- Born: 19 November 1948 (age 77) Orly, France
- Known for: Painting, drawing, sculpture, printmaking
- Movement: Impressionism; Modernism;

= Jean Fernand =

French painter and sculptor

Jean Fernand (born 19 November 1948) is a French impressionist painter, lithographer, sculptor and illustrator.

==History==

Jean Fernand was born in 1948 in Orly, 30 km south of Paris. His parents, who were Parisians, managed an industrial laundry. When he left the primary school, Jean Fernand passed his launderer certificate; he was therefore destined to take up the family business. His grandfather was a painter who also lacquered Napoleon's tomb, so Fernand was already very interested in painting and drawing since childhood.
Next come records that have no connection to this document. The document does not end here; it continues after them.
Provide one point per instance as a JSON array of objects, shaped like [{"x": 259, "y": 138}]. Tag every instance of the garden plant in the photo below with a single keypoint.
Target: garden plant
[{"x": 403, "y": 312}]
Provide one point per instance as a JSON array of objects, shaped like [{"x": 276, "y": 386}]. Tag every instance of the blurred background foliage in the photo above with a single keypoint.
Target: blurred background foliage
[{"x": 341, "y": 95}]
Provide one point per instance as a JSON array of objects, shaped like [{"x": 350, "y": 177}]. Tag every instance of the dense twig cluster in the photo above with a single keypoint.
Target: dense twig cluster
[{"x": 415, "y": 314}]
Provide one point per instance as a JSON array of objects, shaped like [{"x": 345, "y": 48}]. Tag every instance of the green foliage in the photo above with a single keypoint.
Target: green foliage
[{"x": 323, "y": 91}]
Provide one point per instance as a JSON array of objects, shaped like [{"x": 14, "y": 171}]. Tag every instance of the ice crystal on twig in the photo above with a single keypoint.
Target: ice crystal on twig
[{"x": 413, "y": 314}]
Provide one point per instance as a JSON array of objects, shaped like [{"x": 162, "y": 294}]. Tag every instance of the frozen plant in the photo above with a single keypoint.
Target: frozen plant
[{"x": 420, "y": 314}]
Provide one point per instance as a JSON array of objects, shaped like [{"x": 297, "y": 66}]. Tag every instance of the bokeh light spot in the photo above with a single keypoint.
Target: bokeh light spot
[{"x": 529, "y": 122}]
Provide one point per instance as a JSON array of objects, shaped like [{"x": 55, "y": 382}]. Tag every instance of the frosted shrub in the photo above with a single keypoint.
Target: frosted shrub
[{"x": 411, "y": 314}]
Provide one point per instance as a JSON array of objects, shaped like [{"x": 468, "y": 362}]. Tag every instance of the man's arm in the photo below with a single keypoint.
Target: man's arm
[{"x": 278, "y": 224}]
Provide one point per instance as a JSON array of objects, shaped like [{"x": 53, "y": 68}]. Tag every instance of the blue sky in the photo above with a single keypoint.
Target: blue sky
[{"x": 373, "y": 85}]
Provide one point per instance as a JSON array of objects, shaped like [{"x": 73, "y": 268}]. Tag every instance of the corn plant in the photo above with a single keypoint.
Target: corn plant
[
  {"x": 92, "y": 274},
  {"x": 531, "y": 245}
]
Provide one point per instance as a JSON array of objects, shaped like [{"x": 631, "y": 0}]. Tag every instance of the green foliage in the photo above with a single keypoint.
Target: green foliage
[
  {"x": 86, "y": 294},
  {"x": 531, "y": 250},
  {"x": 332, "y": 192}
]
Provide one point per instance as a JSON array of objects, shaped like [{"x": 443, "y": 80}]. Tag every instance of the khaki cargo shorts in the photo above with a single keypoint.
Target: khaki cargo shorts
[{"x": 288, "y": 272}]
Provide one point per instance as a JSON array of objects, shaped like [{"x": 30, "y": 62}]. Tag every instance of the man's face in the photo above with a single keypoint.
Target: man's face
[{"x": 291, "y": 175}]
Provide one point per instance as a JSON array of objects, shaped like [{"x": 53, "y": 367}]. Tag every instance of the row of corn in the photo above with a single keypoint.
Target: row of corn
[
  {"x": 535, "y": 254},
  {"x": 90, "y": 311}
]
At the age of 16, he began to paint. He received painting classes from several artists such as André Bergeron and Gozlan. From the age of 25, he gradually devoted himself to painting, gradually forming his style. In 1970, he opened an art studio in Orly.

His first exhibition took place in 1970 in the Salon des Indépendants in Paris. In the early 70s, he showcased his works several times at the influential art gallery Galerie Ror Volmar. His works have also been exhibited in galleries in Switzerland, Japan, Sweden, Norway, Germany, Belgium, Japan and the United States.
During the seventies, he illustrated also some stories by Edgar Allan Poe for the publishing house Cercle Européen du Livre. He became friends with the painter Francis Goubault, originally from Choisy-le-Roi. Together, they created different frescoes.

He won several art prizes, including the first prize at Lézignan-Corbières in 2003.